CALCIFICATION RATE IN EMILIANIA-HUXLEYI LOHMANN IN RESPONSE TO LIGHT, NITRATE AND AVAILABILITY OF INORGANIC CARBON

The relationship between photosynthesis and calcification was investigated in a high-calcifying strain of Emiliania huxleyi. At pH 8.3 and a photon flux density of 50 mumol m-2 s-1 calcification and photosynthetic (CO2)-C-14 fixation were carbon saturated at 1 mm DIC (dissolved inorganic carbon) but at a photon flux density of 300 mumol m-2 s-1 calcification and photosynthetic (CO2)-C-14 fixation were not saturated at the DIC concentration of sea-water, 2 mm.
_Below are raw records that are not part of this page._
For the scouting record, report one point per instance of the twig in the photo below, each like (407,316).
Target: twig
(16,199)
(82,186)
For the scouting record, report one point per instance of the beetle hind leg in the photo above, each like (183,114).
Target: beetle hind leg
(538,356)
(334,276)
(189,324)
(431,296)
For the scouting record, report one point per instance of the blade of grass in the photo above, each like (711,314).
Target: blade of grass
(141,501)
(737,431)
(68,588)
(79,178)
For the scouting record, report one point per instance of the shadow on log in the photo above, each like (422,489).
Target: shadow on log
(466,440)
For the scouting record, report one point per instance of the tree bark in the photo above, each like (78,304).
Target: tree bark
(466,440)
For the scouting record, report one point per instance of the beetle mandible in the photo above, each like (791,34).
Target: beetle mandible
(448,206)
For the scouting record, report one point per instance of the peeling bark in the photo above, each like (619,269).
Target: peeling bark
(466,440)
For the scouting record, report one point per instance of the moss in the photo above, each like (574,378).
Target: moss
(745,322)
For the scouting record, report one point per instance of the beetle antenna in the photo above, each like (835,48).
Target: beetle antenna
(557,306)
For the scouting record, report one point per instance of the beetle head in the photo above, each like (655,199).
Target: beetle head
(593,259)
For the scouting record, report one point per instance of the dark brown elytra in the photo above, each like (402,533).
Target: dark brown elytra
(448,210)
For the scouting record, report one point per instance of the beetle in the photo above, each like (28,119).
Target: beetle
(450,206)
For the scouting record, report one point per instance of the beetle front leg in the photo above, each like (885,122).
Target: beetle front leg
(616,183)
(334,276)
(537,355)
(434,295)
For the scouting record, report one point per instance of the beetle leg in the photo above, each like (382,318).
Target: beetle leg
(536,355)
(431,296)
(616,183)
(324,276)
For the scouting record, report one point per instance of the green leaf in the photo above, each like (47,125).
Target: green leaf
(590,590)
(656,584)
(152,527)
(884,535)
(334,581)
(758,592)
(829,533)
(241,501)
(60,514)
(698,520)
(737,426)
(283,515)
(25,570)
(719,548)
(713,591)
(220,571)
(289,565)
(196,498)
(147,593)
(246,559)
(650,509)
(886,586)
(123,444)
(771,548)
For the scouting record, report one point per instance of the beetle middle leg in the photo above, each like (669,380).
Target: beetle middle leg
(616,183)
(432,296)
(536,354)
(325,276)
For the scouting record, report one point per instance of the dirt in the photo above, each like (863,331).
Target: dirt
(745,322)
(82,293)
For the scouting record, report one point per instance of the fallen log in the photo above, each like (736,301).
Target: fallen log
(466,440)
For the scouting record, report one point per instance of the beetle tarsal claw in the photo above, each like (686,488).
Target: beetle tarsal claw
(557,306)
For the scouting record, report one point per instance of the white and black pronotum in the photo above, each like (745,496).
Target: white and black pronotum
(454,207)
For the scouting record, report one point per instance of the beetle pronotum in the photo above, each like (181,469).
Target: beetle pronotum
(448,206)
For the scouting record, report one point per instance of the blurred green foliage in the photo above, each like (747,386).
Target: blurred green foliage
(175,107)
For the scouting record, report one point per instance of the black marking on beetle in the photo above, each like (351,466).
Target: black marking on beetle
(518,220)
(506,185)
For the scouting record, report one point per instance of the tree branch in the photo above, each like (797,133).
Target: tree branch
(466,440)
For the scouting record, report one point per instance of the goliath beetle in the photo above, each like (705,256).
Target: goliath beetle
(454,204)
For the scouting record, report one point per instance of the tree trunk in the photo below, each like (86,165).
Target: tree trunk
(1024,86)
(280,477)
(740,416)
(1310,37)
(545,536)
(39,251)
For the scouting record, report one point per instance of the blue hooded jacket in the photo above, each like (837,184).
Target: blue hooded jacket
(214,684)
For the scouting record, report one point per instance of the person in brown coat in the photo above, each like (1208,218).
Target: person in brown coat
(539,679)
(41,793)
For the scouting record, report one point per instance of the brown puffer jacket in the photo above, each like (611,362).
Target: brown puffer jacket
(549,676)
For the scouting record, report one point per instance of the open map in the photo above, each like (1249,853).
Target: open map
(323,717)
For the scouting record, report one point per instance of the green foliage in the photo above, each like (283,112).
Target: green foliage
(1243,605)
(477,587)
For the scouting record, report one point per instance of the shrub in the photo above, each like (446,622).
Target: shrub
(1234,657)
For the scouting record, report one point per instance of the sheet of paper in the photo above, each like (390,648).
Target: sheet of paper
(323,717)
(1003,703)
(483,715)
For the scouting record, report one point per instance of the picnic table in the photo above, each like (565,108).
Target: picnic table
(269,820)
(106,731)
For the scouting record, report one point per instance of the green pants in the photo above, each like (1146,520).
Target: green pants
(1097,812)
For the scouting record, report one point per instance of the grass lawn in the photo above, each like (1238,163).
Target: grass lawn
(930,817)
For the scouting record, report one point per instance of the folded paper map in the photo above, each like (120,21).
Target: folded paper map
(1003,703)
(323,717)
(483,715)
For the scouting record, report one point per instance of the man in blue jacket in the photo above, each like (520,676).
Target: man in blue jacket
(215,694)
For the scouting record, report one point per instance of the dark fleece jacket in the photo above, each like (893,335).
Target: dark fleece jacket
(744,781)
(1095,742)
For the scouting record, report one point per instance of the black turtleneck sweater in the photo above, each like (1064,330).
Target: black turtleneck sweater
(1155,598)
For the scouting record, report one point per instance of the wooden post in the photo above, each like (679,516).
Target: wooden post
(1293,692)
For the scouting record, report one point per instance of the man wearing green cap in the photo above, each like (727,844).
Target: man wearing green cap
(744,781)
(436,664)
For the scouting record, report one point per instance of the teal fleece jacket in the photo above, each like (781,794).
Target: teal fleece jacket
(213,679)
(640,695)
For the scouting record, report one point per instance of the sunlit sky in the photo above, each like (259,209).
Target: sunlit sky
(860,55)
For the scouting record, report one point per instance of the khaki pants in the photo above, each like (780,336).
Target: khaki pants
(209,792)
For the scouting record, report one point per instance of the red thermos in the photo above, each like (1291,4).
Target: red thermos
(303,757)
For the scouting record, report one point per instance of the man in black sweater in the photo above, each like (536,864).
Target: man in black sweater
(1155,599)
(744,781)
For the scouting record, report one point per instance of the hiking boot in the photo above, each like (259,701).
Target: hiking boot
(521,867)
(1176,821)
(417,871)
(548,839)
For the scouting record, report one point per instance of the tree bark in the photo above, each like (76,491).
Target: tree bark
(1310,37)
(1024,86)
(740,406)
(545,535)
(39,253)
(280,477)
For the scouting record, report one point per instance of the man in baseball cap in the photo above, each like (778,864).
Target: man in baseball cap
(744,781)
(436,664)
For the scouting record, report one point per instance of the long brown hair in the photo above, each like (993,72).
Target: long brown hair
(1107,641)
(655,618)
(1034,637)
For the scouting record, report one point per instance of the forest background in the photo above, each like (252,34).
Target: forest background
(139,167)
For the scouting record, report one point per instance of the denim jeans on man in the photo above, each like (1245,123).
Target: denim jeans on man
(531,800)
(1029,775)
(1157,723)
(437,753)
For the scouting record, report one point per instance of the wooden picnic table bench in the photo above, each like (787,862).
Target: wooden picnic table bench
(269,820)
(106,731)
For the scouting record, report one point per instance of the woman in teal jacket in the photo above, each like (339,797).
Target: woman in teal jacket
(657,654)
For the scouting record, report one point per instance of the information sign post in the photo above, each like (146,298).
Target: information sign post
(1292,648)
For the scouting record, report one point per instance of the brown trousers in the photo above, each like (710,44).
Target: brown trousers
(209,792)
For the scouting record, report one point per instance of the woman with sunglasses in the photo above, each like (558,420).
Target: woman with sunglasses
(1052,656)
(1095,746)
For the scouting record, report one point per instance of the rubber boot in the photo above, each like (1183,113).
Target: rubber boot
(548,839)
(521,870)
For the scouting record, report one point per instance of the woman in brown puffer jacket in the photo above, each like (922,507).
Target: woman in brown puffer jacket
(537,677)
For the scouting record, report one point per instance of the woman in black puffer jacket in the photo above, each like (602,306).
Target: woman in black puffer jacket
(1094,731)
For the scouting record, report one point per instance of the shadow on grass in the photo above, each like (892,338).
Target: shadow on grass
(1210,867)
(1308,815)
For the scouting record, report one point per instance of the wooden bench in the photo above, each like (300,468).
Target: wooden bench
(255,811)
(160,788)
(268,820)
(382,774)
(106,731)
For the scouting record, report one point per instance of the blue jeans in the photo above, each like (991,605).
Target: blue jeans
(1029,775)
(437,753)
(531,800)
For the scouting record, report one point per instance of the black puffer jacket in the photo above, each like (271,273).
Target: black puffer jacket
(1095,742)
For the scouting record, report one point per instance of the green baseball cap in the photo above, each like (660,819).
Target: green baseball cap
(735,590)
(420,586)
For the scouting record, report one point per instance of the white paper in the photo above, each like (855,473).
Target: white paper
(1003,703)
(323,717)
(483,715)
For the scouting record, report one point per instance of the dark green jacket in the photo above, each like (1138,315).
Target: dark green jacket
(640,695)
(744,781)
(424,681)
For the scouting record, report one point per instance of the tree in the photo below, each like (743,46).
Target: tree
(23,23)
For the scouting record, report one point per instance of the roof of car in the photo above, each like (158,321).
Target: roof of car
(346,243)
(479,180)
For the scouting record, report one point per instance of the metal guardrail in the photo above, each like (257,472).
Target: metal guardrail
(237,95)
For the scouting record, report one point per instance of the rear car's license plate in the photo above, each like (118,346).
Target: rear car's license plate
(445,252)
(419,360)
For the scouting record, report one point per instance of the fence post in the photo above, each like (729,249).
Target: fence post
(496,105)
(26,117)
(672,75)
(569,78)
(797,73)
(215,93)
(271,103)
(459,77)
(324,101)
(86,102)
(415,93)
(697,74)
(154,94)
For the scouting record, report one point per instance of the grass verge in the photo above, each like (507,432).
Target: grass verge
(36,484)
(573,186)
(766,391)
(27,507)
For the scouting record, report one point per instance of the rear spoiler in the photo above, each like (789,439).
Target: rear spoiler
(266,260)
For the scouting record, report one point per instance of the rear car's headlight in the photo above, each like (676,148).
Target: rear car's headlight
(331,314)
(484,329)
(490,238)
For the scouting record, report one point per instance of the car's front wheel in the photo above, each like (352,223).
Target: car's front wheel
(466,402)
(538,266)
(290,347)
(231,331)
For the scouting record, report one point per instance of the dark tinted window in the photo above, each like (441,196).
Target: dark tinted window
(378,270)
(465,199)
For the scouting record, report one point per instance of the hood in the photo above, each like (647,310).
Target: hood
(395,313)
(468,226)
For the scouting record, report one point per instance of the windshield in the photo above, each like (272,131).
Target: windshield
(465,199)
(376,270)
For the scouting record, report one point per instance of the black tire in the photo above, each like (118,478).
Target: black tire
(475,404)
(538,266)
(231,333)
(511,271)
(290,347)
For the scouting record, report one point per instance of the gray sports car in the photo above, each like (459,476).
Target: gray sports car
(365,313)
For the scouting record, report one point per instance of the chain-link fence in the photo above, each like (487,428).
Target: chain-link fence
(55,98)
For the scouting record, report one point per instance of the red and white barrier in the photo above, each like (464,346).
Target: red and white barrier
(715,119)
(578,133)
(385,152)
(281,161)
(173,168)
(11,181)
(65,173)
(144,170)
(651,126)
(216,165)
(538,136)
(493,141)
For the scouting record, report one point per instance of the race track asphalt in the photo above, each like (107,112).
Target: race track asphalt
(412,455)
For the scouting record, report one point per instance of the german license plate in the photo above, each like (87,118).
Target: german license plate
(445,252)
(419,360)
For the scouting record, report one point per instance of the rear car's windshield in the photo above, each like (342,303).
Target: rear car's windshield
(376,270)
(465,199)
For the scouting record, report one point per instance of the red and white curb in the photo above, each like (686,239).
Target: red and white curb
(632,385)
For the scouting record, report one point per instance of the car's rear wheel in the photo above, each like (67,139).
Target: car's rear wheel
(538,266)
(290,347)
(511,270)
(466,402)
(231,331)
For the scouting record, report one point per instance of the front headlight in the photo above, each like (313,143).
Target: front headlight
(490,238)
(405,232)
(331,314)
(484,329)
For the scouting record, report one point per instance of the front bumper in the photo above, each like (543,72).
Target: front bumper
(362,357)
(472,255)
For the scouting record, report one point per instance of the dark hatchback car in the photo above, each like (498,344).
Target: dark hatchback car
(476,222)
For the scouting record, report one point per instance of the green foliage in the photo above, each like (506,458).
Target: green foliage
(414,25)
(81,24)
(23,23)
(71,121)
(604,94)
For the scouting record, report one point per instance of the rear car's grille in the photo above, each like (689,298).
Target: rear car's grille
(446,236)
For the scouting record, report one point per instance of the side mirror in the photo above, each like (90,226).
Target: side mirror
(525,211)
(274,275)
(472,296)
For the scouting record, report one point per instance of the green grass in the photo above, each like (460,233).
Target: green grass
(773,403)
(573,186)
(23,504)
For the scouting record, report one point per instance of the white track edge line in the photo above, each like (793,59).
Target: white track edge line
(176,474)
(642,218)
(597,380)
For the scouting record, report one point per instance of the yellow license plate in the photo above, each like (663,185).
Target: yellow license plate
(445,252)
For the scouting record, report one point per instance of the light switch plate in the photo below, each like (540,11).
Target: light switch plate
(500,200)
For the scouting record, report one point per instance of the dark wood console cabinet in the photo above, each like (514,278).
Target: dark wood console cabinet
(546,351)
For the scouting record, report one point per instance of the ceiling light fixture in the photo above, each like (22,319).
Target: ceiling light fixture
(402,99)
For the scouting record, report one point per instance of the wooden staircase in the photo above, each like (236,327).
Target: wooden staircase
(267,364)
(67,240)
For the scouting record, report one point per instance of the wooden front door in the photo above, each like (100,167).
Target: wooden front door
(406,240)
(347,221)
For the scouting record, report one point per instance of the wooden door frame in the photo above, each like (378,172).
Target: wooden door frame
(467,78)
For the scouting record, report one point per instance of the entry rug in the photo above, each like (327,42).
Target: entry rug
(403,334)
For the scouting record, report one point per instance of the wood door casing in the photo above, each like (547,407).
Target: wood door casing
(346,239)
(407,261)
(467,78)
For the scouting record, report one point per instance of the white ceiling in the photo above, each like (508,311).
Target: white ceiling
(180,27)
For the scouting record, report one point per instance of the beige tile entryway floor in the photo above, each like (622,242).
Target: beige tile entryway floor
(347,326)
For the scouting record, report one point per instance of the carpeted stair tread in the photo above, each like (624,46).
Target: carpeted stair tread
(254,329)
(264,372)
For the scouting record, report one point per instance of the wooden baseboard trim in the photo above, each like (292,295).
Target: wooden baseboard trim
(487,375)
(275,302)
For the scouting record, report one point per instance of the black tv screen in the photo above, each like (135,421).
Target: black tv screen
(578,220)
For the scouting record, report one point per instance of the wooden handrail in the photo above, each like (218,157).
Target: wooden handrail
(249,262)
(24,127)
When HCO3- provides the bulk of inorganic carbon the stoichiometry between photosynthetic (CO2)-C-14 fixation and calcification was 1:1. In the high-calcifying strain of E. huxleyi the stoichiometry between photosynthetic (CO2)-C-14 fixation and O2 evolution was 2:1 but in a low calcifying strain the stoichiometry was 1:1. High nitrate concentrations, i.e. 1000 muM were required to inhibit calcification. The optimum pH for calcification and photosynthetic (CO2)-C-14 fixation was 7.8. From the results a model is proposed in which a molecule of HCO3- is the precursor of calcite in the coccolith vesicle with the extrusion of H+ into the cytosol, while another HCO3- provides CO2 in the chloroplast with the extrusion of OH-. The interaction of these processes maintains cytoplasmic pH near neutrality.